Now We're Cooking!
Another thing not being involved in a campaign has allowed me to do more: cook! I love to cook, and right now, I'm getting into making soups.
It took me being dirt poor to appreciate soups. Big thanks to Steve Wainstead on that count. When we roomed together, both being flat broke, we did some long-range planning. We bought a 50-lb. sack of rice, 10 pounds of pasta, and several cans of Hunts pasta sauce. We would go to the West Side Market in Cleveland late in the afternoon on Saturdays, because you could barter best with the produce merchants near closing. We'd ask for a dozen apples or two dozen green peppers for a dollar. They'd yell that we were taking money out of the mouths of their children. We'd counter that they could take the stuff back with them to rot. We usually got what we wanted.

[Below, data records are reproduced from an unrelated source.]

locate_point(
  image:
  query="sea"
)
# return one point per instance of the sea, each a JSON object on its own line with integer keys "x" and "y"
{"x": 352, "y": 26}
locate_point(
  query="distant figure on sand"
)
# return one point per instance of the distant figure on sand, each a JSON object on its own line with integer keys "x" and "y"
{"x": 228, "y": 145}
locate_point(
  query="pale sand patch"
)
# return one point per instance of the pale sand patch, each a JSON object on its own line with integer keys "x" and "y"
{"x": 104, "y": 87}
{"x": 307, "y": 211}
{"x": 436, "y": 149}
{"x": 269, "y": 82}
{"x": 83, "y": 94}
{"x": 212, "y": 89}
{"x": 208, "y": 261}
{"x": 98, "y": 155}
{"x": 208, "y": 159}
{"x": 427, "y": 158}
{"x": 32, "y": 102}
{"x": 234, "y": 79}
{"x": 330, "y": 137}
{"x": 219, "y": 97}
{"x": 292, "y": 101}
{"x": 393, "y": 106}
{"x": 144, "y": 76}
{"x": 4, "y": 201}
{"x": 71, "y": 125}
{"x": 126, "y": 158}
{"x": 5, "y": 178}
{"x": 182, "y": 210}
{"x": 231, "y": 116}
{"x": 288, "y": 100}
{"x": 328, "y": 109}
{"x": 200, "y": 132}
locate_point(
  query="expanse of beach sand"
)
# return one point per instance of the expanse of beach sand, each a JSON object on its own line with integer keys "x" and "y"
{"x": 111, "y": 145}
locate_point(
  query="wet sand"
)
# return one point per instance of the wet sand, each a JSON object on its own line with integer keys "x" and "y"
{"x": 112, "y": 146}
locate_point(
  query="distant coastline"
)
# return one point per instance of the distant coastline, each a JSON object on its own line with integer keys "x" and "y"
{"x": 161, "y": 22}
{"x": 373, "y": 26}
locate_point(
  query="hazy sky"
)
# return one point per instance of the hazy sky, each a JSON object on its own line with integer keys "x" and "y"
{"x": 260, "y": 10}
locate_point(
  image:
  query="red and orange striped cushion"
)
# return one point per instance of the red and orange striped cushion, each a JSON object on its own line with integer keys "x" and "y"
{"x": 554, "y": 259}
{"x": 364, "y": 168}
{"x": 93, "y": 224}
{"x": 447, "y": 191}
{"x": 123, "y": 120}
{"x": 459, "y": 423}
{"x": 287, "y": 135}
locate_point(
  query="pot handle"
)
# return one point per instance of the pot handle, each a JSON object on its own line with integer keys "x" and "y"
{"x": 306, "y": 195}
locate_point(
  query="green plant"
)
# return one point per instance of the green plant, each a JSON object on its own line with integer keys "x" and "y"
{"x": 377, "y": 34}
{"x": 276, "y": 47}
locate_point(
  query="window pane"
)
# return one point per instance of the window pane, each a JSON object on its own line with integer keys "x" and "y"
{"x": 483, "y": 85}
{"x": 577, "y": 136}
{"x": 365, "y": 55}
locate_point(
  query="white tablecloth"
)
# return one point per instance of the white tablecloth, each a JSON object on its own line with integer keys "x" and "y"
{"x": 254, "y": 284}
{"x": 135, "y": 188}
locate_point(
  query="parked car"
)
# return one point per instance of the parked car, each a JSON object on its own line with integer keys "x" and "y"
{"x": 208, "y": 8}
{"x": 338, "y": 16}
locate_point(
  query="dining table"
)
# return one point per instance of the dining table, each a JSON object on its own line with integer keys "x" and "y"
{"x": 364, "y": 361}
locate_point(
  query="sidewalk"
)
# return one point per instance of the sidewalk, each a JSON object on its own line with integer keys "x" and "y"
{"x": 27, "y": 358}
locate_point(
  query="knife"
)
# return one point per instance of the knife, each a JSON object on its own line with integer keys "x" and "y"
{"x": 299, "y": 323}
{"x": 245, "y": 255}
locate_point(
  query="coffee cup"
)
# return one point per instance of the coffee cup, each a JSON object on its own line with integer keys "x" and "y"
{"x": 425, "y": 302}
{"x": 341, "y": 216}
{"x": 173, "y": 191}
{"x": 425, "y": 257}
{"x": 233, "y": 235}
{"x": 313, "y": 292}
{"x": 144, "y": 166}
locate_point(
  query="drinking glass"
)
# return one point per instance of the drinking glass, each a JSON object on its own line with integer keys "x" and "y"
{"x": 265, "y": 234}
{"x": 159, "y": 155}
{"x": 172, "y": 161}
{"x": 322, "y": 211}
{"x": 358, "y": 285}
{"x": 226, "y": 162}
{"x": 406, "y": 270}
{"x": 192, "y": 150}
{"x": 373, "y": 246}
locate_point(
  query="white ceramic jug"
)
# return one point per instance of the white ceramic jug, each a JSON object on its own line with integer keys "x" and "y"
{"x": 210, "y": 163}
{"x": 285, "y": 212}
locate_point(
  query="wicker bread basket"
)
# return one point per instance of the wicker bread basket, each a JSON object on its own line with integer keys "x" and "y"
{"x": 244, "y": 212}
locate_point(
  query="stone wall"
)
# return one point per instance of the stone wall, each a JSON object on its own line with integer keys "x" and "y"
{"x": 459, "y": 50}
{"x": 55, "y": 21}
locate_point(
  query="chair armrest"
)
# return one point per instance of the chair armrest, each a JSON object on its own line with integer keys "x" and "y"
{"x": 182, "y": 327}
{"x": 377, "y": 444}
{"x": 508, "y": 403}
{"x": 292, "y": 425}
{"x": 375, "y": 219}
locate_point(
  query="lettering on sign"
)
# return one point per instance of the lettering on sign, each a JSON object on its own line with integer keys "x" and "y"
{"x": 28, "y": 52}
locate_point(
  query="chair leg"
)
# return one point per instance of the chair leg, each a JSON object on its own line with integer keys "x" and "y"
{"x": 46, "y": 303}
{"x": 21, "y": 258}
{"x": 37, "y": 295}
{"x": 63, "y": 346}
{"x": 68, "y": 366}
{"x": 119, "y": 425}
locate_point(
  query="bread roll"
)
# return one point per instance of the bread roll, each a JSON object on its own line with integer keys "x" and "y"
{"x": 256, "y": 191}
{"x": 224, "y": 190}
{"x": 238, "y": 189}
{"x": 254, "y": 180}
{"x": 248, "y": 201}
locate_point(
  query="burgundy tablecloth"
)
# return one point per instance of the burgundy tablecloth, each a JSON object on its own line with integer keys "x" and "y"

But, what do you do when you have two pounds of parsnips? Or, five pounds of celery and ten pounds of carrots? It could as easily have rotted in our fridge. Make soup! That was Steve's solution. He made some interesting and delicious soups. Until then, I had never tried to make soup, even though I would cook quite a bit.
So, I carry on- not because I'm broke. I'm cheap, to be sure, but I like soup as healthy comfort food. It's hot and filling!
So, today I am making a sweet potato chowder. I've already made yellow split pea soup twice this winter, and once I cheated by making Hurst's 15-bean soup. I say cheated because that one isn't 100% from scratch. The second pea soup was served to guests who seemed to enjoy it very well.
It's a challenge for me to find soups that the whole family will like. I have to balance Ame and Alex. Ame's a vegetarian, and Alex is rather the carnivore. I'm an omnivore, so I'm easy. I'll probably make a few soups this winter that have two pots going- one vegetarian, and one meat. I have it mind to make a few soups that fit that bill. Tortilla soup is at the top of the list. I guess you can't call it "ox tail soup" without the ox tails, but I want to try to find some kind of substitute.
Ox tail soup was another poor person soup my Mom used to make. It was loaded with barley, and the meat and marrow was from the ox tails. Like ham hocks or chicken wings, ox tails were once throw-away items that you could get for cheap from the butcher or grocery store. They have become popular enough over time to fetch gourmet prices, which is a shame... me being cheap and all.